My name is Talbot Perry Simons, I am a United States Navy veteran, the CEO of American Patriot Pictures, LLC and the Executive Producer of the multiple award winning motion picture "Still the Drums", for which I am now recognized as the Guinness World Records® world record holder for "The most film festival awards
for one motion picture. - Still the Drums.".
One other person, U.S.A.F. veteran, Mr. Jim Cowan, and myself have been calling public libraries, one state at a time, one library at a time, since last May 2013 and selling them the "Still the Drums" movie DVD.

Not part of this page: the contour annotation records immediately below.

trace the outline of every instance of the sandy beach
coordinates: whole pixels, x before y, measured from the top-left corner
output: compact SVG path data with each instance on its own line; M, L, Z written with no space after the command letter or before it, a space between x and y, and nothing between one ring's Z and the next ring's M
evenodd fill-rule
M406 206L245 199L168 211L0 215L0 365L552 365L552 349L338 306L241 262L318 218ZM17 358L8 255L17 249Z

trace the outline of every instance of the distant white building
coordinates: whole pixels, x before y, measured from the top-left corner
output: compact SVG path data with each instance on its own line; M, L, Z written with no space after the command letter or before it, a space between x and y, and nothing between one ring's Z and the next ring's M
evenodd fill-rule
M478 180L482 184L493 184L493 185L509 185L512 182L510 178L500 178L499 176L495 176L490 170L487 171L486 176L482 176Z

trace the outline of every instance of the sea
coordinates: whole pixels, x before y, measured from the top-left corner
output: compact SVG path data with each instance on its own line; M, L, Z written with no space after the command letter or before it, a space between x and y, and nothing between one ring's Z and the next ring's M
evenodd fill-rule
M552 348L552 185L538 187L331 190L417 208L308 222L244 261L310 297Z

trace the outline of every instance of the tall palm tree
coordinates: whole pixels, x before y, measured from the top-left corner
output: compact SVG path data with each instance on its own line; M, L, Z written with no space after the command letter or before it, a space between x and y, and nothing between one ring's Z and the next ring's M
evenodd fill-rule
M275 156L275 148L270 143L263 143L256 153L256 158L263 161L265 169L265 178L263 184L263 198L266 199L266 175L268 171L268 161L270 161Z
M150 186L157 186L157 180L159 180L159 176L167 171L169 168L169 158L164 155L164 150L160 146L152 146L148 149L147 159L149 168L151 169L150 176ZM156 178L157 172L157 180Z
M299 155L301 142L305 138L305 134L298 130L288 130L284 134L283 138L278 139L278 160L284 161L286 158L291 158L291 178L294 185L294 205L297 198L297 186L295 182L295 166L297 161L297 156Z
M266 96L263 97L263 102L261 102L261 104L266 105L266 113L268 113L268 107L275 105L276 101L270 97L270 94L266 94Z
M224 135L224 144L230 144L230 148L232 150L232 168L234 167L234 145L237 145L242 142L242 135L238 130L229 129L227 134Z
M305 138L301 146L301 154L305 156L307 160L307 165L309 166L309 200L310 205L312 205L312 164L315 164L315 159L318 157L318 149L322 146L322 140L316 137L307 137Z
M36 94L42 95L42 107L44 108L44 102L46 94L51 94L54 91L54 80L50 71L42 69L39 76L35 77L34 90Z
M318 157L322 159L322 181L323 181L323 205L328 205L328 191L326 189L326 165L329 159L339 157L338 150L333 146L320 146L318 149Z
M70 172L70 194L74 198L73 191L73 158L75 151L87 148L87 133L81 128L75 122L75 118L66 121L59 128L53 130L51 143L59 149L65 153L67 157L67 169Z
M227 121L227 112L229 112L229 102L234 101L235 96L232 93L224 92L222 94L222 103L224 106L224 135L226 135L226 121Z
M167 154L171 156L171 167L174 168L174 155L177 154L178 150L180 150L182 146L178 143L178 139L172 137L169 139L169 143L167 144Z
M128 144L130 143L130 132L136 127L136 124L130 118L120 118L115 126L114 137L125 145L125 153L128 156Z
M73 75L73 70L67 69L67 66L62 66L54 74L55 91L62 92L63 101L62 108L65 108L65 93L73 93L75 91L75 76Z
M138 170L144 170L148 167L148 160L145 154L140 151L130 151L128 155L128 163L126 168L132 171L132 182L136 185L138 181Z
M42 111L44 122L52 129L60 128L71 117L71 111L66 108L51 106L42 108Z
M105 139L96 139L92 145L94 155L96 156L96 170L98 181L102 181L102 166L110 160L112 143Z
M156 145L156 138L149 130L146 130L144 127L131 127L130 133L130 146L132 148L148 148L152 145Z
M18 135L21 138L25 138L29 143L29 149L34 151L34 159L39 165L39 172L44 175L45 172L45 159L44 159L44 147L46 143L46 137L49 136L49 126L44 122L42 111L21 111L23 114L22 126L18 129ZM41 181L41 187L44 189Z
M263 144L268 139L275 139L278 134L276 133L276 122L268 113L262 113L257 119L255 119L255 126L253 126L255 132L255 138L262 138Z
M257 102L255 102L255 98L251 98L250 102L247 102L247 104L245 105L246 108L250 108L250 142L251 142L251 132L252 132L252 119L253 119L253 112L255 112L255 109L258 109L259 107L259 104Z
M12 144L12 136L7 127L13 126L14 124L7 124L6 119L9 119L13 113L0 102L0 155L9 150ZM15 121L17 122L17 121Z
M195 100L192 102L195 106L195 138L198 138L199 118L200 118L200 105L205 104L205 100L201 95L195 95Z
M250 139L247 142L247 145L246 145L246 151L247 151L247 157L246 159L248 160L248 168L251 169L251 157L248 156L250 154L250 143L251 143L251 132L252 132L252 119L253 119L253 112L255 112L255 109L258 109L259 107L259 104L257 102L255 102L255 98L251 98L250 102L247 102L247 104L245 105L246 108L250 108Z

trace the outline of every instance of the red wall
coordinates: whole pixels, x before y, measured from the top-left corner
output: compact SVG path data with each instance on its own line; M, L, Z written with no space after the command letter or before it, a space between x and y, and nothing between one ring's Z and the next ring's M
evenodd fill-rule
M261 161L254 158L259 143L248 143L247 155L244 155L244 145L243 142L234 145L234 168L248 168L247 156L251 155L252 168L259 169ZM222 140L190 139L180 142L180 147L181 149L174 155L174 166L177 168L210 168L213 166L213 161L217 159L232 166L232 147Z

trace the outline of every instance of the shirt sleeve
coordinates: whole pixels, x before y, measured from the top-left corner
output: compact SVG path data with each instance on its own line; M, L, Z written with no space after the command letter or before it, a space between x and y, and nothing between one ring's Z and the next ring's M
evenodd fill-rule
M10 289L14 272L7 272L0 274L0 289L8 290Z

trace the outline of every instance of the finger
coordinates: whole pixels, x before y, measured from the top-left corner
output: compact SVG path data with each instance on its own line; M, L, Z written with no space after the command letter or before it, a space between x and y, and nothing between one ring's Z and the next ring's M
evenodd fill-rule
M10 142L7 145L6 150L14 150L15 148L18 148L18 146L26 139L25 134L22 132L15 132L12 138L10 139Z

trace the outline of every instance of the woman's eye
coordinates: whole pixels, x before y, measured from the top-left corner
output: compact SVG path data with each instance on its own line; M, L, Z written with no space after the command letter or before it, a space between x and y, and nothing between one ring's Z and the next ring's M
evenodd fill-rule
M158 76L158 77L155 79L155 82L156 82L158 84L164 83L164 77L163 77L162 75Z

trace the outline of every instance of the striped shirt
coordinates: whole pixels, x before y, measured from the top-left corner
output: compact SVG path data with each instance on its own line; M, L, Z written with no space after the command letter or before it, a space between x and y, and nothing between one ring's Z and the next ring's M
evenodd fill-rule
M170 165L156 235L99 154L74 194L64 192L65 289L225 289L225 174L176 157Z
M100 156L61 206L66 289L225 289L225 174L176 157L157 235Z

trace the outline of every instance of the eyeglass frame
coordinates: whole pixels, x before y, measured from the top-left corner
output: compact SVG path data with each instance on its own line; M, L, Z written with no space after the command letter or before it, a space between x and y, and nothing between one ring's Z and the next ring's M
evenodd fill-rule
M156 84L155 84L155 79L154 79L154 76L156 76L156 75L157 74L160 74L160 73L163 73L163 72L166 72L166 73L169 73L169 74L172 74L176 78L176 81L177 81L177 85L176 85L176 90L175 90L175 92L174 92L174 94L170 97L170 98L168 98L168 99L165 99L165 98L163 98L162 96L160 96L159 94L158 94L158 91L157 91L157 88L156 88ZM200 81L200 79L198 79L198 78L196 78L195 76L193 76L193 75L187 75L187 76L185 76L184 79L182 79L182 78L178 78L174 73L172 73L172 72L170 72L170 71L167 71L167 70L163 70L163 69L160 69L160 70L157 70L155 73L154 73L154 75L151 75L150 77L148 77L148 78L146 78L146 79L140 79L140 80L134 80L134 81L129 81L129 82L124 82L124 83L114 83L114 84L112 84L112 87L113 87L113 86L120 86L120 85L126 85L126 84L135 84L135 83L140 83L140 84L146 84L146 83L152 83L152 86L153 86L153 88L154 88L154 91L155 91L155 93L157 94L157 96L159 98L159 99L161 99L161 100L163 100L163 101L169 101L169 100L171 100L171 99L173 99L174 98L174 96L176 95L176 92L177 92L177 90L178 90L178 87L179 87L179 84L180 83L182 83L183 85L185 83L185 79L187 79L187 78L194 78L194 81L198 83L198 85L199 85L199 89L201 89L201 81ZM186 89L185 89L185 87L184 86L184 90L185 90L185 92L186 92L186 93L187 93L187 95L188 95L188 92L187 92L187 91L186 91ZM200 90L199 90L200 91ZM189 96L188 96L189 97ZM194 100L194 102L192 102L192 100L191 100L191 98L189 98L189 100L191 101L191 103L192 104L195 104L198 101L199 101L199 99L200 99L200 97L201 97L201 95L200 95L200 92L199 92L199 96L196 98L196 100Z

I am proud to say that our company American Patriot Pictures, LLC, is run completely by myself and Mr. Richard Fulvio and we have been making donations on a regular basis, at least four times a year to several recognized veterans charities, Paralyzed Veterans of America, Building Homes For Heroes, Disabled American Veterans, Wounded Warrior Project, AMVETS National Service Foundation, The Independence Fund, The Fisher House Foundation and other non-military charities such as Stand Up 2 Cancer and Juvenile Diabetes.
As a USN Veteran and company CEO, I take no salary, commissions or any paycheck from my company for doing this work and neither does my partner, co-producer and company treasurer Richard Fulvio. Richard handles the bookkeeping, and shipping for the company and takes absolutely no money for doing so. In return our company American Patriot Pictures, makes a donation to several veteran's charities.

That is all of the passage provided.